Background: Risk factors for dementia can be divided into those that lead to pathologic insults and those that render the brain more vulnerable to such insults. Dementia prevention strategies need to be informed as to whether to prioritize reducing risk of pathology or to reduce the vulnerability of the brain to pathologic insult. Lower premorbid cognitive ability is associated with both increased vascular risk and reduced cognitive reserve, a measure of brain vulnerability. We investigated differential effects of premorbid cognitive ability on dementia subtypes to clarify which causal pathway was predominant.

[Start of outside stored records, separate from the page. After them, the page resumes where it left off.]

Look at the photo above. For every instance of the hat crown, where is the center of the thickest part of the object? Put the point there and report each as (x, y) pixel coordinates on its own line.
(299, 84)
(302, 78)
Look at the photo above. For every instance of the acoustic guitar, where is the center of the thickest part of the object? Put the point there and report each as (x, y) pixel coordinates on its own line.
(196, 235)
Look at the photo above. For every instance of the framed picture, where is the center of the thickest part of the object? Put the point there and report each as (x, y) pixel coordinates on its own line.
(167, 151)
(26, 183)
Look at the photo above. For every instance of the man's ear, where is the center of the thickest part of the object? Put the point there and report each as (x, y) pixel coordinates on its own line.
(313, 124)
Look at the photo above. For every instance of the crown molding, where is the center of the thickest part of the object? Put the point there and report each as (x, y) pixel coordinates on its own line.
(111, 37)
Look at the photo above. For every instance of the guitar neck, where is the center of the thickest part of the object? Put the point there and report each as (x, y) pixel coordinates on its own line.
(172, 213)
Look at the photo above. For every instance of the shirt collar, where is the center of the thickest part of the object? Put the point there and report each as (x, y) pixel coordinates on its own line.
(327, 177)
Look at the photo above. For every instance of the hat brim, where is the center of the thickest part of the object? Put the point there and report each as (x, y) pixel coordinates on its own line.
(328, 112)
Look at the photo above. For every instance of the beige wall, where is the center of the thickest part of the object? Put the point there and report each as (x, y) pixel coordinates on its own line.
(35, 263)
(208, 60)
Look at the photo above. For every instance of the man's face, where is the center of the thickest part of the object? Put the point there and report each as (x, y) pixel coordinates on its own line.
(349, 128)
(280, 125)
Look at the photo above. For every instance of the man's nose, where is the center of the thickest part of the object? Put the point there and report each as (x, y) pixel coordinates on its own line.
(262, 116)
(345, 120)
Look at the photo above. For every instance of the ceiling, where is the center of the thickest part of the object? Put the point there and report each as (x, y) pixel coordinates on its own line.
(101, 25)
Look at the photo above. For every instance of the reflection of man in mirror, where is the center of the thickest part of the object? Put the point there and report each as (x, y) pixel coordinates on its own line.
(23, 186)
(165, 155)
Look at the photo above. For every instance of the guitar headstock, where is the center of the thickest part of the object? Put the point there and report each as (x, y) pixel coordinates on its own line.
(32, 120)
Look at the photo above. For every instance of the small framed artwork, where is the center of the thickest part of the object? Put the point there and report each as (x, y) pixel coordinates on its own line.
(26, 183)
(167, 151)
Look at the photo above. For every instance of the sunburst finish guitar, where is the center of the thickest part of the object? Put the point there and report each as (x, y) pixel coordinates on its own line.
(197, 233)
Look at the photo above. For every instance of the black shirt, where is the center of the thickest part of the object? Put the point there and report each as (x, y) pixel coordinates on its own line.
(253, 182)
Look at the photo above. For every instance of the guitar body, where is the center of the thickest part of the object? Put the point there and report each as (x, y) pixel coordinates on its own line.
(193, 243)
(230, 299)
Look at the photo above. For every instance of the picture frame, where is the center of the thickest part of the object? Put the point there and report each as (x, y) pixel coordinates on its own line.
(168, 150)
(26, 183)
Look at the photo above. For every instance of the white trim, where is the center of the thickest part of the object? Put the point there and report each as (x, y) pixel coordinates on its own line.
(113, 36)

Methods: A total of 297 cases of late onset dementia were identified from local case registers, born in 1921, and thus may have participated in the Scottish Mental Survey of 1932 (SMS1932). A total of 183 had mental ability scores identified in the SMS1932. A total of 173 of these were matched by birth records to one set of controls (controls1) by date of birth, sex, and district of birth registration. A further set of controls (controls2) was generated additionally matched on paternal occupation.
Results: Vascular dementia cases had significantly lower premorbid cognitive ability (OR 0.62, 95% CI 0.41-0.94, for every 10-point increase [0.7 SD] in mental ability score vs controls2), but there was no significant difference in the premorbid cognitive ability of Alzheimer disease cases (OR 1.02, 95% CI 0.82-1.28) vs controls2.
Conclusion: Lower premorbid cognitive ability is a risk factor for vascular dementia, but not Alzheimer disease. This suggests its effect acts mainly through vascular pathology rather than brain vulnerability.